8 juillet 2026 15:09
Pas de règle particulière pour le calcul du revenu en cas d'invalidité à la naissance ou précoce
Il ressort d'un arrêt du Tribunal fédéral (arrêt du Tribunal fédéral 9C_199/2025 du 9 mars 2026) il ressort que les conditions cumulatives requises pour l’interruption du lien temporel – une activité adaptée à l’affection pendant plus de trois mois avec une capacité de travail supérieure à 80 %, qui doit permettre, par rapport à l’activité habituelle, de percevoir un revenu excluant le droit à une rente – s’appliquent également à l’invalidité congénitale et précoce.
Au cœur du litige se trouvait une personne en invalidité à 100 % depuis 1999 en raison d’une infirmité congénitale.
Elle était employée comme vendeuse dans une librairie du 1er février 2019 jusqu’à son licenciement par l’employeur le 30 janvier 2020 (taux d’occupation initial de 80 %, puis de 90 % à partir du 1er août 2019 et de 100 % à partir du 1er octobre 2019) et était donc affiliée à la fondation collective Columna Group Invest au titre de la prévoyance professionnelle.

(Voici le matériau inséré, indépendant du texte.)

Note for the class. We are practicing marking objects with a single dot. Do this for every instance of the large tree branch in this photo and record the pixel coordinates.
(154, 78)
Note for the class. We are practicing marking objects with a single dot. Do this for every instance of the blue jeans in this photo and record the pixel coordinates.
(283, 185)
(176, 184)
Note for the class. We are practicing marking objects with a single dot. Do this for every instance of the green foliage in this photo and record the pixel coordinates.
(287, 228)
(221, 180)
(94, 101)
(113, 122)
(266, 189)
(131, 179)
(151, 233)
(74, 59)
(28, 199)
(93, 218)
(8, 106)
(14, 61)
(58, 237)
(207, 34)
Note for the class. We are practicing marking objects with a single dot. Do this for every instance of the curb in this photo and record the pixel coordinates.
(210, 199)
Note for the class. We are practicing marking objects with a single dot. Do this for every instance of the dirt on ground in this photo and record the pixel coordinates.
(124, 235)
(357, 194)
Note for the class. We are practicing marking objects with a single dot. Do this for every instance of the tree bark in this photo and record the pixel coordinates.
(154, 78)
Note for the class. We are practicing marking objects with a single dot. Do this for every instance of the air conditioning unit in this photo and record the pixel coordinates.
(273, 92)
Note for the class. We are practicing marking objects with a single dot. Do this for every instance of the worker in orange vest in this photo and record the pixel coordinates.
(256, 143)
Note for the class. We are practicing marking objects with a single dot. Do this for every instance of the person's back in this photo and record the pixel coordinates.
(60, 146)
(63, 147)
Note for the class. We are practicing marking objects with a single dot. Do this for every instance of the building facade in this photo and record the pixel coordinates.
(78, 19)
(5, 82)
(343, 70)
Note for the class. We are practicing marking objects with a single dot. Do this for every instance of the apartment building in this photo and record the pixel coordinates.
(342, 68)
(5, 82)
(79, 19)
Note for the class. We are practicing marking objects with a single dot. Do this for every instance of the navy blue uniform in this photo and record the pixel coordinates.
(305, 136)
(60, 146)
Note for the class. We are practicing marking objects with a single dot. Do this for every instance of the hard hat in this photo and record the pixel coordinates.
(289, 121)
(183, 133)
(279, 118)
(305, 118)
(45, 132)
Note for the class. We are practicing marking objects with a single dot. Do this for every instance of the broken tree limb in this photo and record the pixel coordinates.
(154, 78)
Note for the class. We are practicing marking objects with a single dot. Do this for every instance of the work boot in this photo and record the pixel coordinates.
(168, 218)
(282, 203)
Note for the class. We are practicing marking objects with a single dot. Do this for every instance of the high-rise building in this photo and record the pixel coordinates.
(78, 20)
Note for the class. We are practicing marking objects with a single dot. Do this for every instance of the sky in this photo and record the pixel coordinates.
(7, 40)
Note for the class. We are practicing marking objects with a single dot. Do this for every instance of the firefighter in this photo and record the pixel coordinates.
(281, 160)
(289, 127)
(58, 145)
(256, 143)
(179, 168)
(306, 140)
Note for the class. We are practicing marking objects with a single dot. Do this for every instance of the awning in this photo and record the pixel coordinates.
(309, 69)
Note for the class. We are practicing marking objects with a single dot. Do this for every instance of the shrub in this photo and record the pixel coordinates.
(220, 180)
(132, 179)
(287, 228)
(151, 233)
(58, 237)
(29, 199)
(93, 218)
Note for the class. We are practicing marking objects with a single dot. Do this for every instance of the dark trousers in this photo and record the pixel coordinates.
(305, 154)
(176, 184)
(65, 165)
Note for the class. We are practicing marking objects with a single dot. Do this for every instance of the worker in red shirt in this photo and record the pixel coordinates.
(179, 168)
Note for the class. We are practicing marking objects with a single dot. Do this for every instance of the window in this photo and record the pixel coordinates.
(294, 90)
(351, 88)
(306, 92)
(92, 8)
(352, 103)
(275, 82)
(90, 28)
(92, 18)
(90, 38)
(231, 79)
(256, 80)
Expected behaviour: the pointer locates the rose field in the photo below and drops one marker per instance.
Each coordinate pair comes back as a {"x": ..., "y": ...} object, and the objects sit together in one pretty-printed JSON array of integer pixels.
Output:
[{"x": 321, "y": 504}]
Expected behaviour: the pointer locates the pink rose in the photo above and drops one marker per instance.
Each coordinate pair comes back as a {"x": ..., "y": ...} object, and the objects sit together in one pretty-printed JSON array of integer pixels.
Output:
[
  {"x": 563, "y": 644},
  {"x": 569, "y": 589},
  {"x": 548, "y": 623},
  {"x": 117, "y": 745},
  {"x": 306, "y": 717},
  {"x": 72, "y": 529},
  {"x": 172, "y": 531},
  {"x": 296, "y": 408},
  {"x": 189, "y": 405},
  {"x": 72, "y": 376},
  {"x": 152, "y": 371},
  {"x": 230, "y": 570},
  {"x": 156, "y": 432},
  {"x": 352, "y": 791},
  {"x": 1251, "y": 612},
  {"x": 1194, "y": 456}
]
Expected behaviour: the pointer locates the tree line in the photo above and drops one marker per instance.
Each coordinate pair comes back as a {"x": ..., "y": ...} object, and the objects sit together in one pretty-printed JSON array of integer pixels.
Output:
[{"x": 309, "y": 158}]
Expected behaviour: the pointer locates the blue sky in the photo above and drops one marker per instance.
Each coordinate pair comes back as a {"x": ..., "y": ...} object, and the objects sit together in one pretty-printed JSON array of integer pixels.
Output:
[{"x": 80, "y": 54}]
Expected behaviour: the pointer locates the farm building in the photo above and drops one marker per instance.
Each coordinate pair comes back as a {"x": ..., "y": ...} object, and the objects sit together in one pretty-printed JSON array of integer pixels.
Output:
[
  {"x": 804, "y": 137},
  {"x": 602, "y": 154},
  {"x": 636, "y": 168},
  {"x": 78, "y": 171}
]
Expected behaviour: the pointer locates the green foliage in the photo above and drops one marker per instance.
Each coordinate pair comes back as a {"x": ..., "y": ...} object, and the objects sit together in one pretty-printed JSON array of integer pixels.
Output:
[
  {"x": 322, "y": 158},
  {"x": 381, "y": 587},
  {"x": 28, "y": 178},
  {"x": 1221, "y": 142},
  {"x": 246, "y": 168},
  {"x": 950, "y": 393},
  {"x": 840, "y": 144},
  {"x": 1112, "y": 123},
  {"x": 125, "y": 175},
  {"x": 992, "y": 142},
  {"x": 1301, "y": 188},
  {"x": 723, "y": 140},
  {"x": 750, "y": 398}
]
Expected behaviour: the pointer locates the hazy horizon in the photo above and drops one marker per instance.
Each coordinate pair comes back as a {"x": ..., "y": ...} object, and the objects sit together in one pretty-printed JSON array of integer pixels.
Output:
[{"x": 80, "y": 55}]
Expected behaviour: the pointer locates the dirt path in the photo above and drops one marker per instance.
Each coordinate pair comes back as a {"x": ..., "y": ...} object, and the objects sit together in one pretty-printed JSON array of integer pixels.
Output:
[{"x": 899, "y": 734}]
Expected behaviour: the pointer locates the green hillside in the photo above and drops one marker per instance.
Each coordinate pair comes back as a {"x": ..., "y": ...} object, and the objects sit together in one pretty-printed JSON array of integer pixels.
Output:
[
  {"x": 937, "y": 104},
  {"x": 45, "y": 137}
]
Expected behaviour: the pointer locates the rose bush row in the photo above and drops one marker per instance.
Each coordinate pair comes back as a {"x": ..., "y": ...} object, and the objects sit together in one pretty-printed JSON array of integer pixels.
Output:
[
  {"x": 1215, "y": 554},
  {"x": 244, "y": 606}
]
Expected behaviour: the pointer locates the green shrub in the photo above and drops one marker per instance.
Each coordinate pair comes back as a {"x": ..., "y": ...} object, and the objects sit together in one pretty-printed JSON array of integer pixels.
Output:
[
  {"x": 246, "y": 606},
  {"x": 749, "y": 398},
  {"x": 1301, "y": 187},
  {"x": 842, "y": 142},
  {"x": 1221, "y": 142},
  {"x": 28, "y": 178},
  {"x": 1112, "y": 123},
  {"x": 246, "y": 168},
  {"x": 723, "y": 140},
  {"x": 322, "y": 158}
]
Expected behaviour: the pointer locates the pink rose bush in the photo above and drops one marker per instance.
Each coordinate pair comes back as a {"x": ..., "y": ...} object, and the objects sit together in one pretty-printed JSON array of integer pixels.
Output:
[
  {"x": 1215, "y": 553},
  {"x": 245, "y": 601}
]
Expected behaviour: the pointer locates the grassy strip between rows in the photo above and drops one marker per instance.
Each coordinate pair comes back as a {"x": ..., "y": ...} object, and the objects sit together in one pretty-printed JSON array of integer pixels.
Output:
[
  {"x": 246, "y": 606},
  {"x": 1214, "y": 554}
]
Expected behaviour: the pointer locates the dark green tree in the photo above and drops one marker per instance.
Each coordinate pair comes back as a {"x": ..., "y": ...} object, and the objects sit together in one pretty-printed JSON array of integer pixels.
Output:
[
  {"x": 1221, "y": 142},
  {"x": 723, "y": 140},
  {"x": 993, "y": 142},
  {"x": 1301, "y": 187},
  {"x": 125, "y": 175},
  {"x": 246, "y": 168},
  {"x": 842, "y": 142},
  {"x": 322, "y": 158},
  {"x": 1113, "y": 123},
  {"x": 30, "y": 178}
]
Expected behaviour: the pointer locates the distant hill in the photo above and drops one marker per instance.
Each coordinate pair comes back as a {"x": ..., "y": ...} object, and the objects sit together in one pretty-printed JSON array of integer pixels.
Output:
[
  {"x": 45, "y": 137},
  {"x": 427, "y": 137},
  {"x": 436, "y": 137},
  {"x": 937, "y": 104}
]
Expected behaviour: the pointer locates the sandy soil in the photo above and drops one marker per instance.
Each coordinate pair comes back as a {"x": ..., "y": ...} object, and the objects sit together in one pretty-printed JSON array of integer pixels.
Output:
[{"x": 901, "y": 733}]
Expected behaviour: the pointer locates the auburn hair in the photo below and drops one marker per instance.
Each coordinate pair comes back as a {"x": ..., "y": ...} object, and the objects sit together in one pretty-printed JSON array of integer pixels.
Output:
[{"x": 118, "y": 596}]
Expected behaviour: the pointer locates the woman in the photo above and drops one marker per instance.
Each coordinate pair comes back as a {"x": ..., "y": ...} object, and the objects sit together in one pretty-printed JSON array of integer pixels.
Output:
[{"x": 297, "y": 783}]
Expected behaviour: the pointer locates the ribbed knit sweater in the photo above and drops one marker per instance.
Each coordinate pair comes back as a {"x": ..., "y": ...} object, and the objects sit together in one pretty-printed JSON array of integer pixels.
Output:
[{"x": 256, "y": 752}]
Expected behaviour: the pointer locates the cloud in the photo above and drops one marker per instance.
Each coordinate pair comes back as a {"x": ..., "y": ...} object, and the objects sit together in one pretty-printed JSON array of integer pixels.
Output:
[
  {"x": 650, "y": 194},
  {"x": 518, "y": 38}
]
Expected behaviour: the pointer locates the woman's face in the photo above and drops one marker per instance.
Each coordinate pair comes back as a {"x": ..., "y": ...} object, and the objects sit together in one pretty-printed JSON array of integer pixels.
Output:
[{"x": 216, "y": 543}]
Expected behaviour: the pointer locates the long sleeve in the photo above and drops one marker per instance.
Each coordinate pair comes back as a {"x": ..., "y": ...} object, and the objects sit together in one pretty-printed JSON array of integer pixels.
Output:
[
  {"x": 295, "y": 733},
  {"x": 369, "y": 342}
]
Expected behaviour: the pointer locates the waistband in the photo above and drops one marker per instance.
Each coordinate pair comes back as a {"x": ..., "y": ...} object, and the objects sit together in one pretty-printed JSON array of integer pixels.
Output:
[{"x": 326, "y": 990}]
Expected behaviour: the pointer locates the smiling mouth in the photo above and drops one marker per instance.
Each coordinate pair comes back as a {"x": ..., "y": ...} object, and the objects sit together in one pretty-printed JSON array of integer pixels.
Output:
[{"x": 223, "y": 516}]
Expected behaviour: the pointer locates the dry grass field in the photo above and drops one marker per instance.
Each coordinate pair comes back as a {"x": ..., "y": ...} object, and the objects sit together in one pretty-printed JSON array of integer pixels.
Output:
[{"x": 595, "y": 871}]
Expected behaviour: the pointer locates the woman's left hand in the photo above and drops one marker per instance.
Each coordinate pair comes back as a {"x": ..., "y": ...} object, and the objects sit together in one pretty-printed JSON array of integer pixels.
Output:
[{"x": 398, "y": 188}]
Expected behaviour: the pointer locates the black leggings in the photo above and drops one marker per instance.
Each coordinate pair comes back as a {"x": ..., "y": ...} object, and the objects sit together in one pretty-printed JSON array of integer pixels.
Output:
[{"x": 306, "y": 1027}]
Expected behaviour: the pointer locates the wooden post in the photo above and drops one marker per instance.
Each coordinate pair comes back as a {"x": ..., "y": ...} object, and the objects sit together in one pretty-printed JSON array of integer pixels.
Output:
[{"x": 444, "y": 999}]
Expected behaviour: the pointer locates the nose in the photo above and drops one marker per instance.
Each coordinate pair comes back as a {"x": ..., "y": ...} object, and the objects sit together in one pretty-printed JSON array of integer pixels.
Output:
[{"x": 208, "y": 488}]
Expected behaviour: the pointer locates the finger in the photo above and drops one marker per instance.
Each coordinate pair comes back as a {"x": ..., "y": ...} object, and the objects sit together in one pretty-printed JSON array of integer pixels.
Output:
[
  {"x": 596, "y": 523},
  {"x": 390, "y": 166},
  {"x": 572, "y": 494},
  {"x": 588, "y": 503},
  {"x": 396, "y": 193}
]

Il existe, pour les personnes en invalidité de naissance ou précoce, une réglementation spéciale s’écartant partiellement du principe d’assurance (art. 23, let. a, LPP) (art. 23, let. b et c, LPP).
Conformément à l’art. 26, al. 1, du règlement d’application de l’AI (RAI), pour les assurés qui, en raison de leur invalidité, n’avaient pas pu acquérir des connaissances professionnelles suffisantes, le revenu professionnel qu’ils auraient pu percevoir s’ils n’avaient pas été invalides correspondait aux pourcentages mentionnés dans cette disposition, échelonnés en fonction de l’âge, de la valeur médiane actualisée chaque année conformément à l’enquête sur la structure des salaires (ESS) de l’Office fédéral de la statistique (OFS)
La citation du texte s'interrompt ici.